While there’s no such thing as healthy fried food, if you crave something deep-fried every now and then, monounsaturated safflower oil is the healthiest oil for the job. It can certainly stand up to the heat. To justify using the quart (or two) of oil necessary for frying, maybe try relatively healthy fry-partners like zucchini or a medley of vegetables in tempura batter. You can use safflower oil to make French fries and sweet potato fries. Just remember those starchy vegetables soak up a lot of oil, so limit your indulgence.
You might also consider “faking” your fry with recipes like oven-fried chicken and just use enough oil to keep foods from sticking to the baking sheet.
Use monounsaturated safflower oil to cook your eggs, stir-fry dishes, and sautés. It can also be used for baking in any recipe that calls for oil.
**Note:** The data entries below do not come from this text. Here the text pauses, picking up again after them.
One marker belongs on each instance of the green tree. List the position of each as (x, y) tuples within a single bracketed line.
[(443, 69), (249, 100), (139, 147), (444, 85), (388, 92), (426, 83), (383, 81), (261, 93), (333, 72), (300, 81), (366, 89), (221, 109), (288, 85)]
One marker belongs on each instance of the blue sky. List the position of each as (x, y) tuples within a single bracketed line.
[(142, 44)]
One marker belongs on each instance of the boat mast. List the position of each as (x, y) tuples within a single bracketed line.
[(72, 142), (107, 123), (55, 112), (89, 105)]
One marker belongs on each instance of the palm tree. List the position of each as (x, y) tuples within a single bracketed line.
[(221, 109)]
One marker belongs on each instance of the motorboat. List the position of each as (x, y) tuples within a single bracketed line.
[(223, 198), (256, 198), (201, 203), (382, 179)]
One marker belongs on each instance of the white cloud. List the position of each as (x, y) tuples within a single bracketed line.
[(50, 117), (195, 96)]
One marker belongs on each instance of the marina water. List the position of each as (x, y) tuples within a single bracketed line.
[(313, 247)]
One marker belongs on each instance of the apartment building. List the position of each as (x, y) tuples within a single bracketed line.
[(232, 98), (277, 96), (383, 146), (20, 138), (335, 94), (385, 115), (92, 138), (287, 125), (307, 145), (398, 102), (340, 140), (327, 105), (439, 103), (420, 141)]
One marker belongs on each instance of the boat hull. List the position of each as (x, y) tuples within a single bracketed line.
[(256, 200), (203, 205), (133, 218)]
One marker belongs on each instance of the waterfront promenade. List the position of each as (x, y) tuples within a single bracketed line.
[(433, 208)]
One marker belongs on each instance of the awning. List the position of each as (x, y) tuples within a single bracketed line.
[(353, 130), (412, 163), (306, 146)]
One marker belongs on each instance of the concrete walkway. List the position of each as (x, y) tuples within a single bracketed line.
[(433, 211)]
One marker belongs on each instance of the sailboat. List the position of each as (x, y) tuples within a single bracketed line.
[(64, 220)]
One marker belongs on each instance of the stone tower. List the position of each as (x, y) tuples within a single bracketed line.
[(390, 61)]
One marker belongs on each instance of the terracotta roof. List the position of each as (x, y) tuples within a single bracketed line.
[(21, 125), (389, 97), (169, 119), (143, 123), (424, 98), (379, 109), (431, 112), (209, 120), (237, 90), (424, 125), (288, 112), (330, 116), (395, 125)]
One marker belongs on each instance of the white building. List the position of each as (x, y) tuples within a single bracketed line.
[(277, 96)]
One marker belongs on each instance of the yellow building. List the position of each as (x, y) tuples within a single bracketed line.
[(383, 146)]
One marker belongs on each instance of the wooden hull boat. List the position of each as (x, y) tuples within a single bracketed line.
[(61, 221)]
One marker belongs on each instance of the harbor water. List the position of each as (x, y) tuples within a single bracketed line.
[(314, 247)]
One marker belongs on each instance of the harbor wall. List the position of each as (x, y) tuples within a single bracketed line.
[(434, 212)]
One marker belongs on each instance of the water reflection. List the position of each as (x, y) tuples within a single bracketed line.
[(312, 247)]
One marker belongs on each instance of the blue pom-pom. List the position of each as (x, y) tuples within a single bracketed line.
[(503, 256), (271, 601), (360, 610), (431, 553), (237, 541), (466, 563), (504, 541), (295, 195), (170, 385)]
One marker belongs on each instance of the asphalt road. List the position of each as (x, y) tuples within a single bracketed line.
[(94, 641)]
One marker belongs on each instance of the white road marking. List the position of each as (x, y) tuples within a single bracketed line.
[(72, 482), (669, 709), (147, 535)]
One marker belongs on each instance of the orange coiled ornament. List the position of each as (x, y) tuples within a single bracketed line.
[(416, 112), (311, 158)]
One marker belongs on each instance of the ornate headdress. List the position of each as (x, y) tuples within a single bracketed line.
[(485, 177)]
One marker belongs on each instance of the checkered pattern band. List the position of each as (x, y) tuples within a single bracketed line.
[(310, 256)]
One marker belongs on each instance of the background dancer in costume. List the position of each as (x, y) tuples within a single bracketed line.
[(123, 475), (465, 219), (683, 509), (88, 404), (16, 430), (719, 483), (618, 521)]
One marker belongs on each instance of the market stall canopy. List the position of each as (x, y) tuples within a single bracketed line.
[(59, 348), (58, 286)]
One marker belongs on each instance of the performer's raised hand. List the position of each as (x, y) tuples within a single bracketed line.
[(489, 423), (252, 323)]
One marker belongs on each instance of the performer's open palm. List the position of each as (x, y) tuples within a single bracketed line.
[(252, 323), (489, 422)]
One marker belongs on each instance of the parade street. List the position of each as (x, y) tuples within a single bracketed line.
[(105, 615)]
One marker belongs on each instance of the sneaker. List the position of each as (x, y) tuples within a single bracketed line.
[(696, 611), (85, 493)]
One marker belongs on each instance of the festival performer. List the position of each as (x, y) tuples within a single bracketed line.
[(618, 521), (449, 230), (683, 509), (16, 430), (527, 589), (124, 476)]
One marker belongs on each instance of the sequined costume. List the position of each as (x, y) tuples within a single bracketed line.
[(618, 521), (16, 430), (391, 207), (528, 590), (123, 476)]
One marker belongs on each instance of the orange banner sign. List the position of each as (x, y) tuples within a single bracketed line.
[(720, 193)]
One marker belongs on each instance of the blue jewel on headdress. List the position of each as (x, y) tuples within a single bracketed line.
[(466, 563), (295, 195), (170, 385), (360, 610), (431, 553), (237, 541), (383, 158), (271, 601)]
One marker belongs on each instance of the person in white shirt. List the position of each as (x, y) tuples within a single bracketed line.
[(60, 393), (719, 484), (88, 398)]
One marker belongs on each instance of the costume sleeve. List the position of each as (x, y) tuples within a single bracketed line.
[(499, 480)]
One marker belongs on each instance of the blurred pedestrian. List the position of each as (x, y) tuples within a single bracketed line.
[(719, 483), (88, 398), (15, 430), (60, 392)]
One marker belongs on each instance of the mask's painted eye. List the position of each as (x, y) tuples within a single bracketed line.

You can use it as a substitute for butter or shortening in baking — just use ⅓ cup of oil in place of ½ cup of the solid fat. The texture may be slightly different, but just remember the good you’re doing for your heart
For salad dressings and sauces that can be prepared over low heat, try polyunsaturated safflower oil. Use it in any recipe in which you want to put oil flavor on the back burner. However, keep in mind that polyunsaturated safflower oil is delicate and can turn rancid quickly. Always store it in a cool dark place or in your refrigerator.
The bottom line is that safflower oil is a much healthier fat than butter and animal fats. It’s every bit as good for you as its popular shelf-mates olive oil and canola oil. It has less flavor than those oils and is generally less expensive. There’s a lot to recommend safflower oil as long as you use it sparingly.